This study observed a high prevalence of hepatitis B infection among individuals with CKD. The overall prevalence of hepatitis B infection in this study (15.6%) was higher than that described among the general population by Akinbolaji et al[15] in the same geographical area. This further suggests a significant association of viral hepatitis with renal disease. This study is in tandem with a recent study by Nkup et al[16] who observed a 15.5% prevalence among CKD patients in Northern Nigeria. It is, however, higher than 6% reported by a study conducted in Lagos.[17] This difference may be partly attributable to the fact that our study center serves as a referral center to other renal centers in neighboring states, which do not have facilities to dialyze CKD patients with hepatitis infection.

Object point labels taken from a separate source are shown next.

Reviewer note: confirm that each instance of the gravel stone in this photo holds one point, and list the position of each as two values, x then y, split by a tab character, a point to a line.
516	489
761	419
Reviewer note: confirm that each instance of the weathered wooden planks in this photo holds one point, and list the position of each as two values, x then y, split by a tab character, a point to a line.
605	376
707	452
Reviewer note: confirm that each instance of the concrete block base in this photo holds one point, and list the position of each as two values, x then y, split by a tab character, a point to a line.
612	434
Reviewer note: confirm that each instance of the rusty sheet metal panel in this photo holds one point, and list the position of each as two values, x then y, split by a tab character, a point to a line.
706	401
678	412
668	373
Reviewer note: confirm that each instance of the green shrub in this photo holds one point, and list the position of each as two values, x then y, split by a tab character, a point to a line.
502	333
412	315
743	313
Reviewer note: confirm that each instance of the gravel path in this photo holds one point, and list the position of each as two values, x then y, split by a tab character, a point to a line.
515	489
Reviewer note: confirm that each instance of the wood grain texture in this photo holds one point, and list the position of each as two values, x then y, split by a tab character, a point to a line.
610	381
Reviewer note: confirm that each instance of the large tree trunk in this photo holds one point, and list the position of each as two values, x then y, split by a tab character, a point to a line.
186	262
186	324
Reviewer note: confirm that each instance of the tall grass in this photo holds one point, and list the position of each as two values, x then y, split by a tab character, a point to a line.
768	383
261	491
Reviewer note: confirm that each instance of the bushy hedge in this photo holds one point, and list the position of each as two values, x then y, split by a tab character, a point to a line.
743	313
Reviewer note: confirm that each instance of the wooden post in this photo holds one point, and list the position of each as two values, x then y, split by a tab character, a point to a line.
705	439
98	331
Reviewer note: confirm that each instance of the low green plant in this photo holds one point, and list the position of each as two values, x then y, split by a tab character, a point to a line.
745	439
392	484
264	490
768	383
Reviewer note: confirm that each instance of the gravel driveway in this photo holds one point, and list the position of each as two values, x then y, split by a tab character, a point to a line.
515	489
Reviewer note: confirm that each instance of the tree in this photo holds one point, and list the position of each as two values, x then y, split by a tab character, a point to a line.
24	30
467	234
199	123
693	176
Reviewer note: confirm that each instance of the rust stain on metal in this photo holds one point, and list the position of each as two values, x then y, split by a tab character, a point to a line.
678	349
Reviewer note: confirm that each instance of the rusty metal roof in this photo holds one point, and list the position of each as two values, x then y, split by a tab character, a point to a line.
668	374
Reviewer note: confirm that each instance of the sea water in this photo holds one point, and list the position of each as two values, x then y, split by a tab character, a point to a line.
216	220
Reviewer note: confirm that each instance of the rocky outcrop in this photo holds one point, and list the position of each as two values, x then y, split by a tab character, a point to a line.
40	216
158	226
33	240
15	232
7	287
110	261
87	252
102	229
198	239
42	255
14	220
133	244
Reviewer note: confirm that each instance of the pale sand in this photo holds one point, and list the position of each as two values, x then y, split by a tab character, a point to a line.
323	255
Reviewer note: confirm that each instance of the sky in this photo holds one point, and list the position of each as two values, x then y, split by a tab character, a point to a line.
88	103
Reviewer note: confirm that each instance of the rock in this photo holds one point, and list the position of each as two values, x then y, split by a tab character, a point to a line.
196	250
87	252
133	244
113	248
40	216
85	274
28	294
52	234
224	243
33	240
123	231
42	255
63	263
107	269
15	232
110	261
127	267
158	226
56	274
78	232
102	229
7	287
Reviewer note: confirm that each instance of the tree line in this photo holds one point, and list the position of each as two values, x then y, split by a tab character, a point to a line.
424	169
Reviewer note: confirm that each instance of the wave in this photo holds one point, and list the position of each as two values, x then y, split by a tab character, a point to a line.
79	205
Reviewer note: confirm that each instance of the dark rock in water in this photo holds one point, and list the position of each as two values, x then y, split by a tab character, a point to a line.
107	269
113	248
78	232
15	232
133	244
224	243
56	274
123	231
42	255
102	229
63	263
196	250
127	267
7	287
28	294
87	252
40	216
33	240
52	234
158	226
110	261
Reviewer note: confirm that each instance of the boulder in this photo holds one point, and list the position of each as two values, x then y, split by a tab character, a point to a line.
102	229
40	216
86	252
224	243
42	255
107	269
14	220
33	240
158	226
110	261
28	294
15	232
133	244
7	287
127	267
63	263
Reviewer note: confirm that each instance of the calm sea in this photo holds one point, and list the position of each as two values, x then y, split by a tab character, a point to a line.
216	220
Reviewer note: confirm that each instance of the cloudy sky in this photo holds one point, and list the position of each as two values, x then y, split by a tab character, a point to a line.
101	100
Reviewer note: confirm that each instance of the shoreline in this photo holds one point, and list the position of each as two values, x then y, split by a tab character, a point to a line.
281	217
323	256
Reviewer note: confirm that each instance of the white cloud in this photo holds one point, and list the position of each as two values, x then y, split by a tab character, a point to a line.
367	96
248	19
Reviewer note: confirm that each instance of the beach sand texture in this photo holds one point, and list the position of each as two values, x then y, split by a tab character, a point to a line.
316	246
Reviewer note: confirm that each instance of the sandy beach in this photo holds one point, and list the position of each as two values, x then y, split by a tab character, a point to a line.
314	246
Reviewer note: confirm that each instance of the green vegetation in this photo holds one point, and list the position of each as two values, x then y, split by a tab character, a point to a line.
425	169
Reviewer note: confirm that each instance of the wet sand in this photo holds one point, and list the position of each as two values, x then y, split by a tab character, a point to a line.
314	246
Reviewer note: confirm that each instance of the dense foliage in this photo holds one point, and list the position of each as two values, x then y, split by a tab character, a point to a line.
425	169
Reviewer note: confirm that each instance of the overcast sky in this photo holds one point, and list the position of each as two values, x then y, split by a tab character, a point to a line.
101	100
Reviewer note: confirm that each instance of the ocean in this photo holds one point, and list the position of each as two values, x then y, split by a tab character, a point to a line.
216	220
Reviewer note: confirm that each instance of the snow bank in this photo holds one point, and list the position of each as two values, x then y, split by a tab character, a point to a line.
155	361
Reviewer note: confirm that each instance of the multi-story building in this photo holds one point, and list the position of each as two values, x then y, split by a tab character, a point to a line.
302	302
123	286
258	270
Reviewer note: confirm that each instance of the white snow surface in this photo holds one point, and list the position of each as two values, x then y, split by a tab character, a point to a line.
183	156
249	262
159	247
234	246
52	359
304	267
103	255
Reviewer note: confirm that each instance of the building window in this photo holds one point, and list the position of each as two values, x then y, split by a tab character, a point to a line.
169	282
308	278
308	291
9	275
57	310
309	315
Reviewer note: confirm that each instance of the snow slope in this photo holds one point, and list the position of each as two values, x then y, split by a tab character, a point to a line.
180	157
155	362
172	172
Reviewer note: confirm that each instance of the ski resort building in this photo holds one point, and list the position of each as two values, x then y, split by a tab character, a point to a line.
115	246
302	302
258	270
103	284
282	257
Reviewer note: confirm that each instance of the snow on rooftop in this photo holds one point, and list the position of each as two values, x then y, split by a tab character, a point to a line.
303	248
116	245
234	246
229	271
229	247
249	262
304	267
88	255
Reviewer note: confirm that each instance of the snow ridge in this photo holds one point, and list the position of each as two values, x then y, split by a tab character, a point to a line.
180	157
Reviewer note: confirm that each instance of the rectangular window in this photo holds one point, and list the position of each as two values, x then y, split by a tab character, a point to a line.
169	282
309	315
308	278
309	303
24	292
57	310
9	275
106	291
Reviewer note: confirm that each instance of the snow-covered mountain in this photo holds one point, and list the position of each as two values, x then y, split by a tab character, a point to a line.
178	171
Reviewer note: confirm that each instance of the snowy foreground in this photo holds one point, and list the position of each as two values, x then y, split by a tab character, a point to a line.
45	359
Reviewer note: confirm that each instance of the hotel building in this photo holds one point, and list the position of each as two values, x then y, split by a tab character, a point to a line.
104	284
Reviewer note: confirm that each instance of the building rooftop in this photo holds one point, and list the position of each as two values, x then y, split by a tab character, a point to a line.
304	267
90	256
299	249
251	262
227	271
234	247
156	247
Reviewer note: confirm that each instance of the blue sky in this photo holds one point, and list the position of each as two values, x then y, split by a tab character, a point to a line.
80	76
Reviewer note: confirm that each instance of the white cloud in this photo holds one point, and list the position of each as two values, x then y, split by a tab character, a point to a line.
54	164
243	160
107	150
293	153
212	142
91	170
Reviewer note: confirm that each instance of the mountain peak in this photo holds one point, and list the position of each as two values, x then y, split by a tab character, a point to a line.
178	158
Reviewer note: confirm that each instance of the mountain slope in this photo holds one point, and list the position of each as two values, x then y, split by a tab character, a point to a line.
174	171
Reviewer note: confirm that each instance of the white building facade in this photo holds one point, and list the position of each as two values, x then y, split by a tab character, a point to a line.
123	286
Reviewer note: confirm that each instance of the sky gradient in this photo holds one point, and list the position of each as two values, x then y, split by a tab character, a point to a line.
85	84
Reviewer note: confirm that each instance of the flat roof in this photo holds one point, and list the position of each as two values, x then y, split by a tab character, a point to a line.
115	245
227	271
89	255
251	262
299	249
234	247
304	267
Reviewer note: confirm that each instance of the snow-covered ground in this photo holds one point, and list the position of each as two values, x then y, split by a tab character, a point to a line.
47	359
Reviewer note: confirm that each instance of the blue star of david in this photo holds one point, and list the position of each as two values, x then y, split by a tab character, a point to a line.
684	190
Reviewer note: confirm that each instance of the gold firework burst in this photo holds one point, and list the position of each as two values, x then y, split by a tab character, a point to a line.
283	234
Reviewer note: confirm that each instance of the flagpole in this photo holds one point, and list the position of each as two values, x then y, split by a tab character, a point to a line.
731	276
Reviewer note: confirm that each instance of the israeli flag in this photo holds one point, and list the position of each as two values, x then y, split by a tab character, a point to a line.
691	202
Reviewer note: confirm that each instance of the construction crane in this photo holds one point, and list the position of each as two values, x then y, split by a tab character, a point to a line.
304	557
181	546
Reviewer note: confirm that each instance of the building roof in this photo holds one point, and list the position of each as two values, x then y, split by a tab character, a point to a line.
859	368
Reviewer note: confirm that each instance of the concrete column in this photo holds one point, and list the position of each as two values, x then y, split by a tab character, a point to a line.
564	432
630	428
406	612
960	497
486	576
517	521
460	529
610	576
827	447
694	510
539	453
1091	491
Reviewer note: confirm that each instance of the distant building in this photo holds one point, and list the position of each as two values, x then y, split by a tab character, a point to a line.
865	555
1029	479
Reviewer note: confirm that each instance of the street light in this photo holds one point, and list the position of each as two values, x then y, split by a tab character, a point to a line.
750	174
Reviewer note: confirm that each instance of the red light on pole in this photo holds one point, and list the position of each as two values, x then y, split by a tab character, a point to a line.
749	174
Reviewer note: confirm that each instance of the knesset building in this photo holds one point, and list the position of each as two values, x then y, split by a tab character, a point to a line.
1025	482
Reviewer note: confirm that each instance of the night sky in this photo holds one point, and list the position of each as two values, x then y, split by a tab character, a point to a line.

A relatively higher prevalence of HCV (4.8%) was also observed in this study. Esan et al[18] reported a 1.39% prevalence among pregnant women in Southwest Nigeria, while Akinbolaji et al[15] reported a prevalence of 1.71% among apparently healthy individuals. Although the prevalence observed in this study is higher than the global prevalence of 3%,[19] it is similar to 5.3% prevalence in sub-Saharan Africa according to data by the World Health Organization (WHO).[20] On the contrary, it is lower than the prevalence reported in some earlier studies among predialysis and HD patients.[21],[22] The lower prevalence compared with other studies may likely be associated with the screening methods and exclusion of HIV reactive individuals. While we used rapid diagnostic kits which may miss the serological “window period,” a report by Salako et al[21] employed ELISA screening techniques.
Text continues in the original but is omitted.